00000000101000010000000000010011 00100000000000010000000000010000 00000000001000100001100000101010
ALU, Control, Register File, ...
Fundamentals
Objectives
How are MIPS instructions executed?
Understanding the basics of a processor
Putting it all together
Arithmetic Logic Unit (ALU) Register File
SRAM: cache
DRAM: main memory
Fundamentals
The Processor: Datapath & Control
Our implementation of the MIPS is simplified
memory-reference instructions: lw, sw
arithmetic-logical instructions: add, sub, and, or, slt control flow instructions: beq, j
Generic implementation
use the program counter (PC) to supply
the instruction address and fetch the instruction from memory (and update the PC)

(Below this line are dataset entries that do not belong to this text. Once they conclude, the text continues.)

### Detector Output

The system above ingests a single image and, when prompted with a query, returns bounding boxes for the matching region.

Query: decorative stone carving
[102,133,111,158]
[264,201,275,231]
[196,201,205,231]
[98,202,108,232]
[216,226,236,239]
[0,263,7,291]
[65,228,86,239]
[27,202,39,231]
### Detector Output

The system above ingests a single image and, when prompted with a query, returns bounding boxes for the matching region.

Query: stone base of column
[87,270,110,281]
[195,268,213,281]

decode the instruction (and read registers)
execute the instruction
All instructions (except j) use the ALU after reading the registers
How memory-reference? arithmetic? control flow?
Fundamentals
How to Design a Processor: step-by-step
1. Analyze instruction set => datapath requirements
the meaning of each instruction is given by the register transfers datapath must include storage element for ISA registers
possibly more
datapath must support each register transfer
2. Select set of datapath components and establish clocking methodology
3. Assemble datapath meeting the requirements
4. Analyze implementation of each instruction to determine
setting of control points that effects the register transfer.

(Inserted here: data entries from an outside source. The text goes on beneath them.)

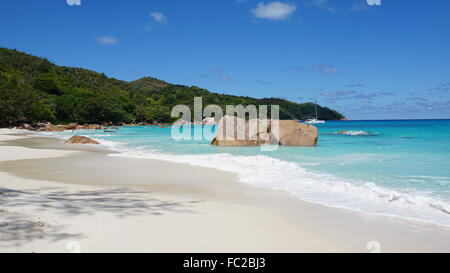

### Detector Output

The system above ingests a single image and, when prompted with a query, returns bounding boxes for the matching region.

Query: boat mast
[314,100,319,120]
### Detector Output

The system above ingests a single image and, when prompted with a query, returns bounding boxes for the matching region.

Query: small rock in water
[64,136,100,144]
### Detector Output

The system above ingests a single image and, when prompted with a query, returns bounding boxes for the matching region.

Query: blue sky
[0,0,450,119]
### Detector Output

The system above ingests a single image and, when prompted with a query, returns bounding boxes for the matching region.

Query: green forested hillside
[0,48,343,126]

5. Assemble the control logic
Fundamentals
The MIPS Instruction Formats
All MIPS instructions are 32 bits long. The three instruction formats: 31 26 21 16 11 6
R-type I-type J-type
6 bits 5 bits 5 bits 31 26 21 16
5 bits 16 bits
6 bits 31 26
target address
The different fields are:
op: operation of the instruction
rs, rt, rd: the source and destination register specifiers
shamt: shift amount
funct: selects the variant of the operation in the “op” field address / immediate: address offset or immediate value target address: target address of the jump instruction
Fundamentals
Focus on a Subset of MIPS Instructions
7 Instructions
ADD and subtract
add rd, rs, rt
sub rd, rs, rt OR Immediate:
ori rt, rs, imm16 LOAD and STORE
lw rt, rs, imm16
sw rt, rs, imm16 BRANCH:
beq rs, rt, imm16 JUMP:
j target
31 26 21 16 11 6 0
5 bits 31 26 21 16
31 26 6 bits
target address
Fundamentals
Aside: Logical Register Transfers
RTL gives the meaning of the instructions All start by fetching the instruction
op | rs | rt | rd | shamt | funct = MEM[ PC ] op|rs|rt| Imm16 =MEM[PC]
inst Register Transfers
ADDU R[rd] <– R[rs] + R[rt];
SUBU R[rd] <– R[rs] – R[rt];
ORI R[rt] <– R[rs] | zero_ext(Imm16);
LOAD R[rt] <– MEM[ R[rs] + sign_ext(Imm16)]; STORE MEM[ R[rs] + sign_ext(Imm16) ] <– R[rt];
PC<–PC+4 PC<–PC+4 PC<–PC+4 PC<–PC+4 PC<–PC+4
BEQ if ( R[rs] == R[rt] ) then PC <– PC + 4 +sign_ext(Imm16)] || 00 else PC <– PC + 4
Fundamentals
Step 1: Requirements of the Instruction Set
Memory (MEM)
Instructions & data
Registers (R: 32 x 32) Read rs
Write rt or rd
Extender (sign/zero extend)
Add/Sub/OR unit for operation on register(s) or extended
Add 4 (+ maybe extended immediate) to PC
Fundamentals
Step 2: Components of the Datapath
Combinational Elements
Storage Elements Clocking methodology
Fundamentals
Combinational Logic Elements
Select A 32
Fundamentals
Storage Element: Register File
Register File consists of 32 registers:
Write Enable 5 busW
RA (number) selects the register to put on busA (data)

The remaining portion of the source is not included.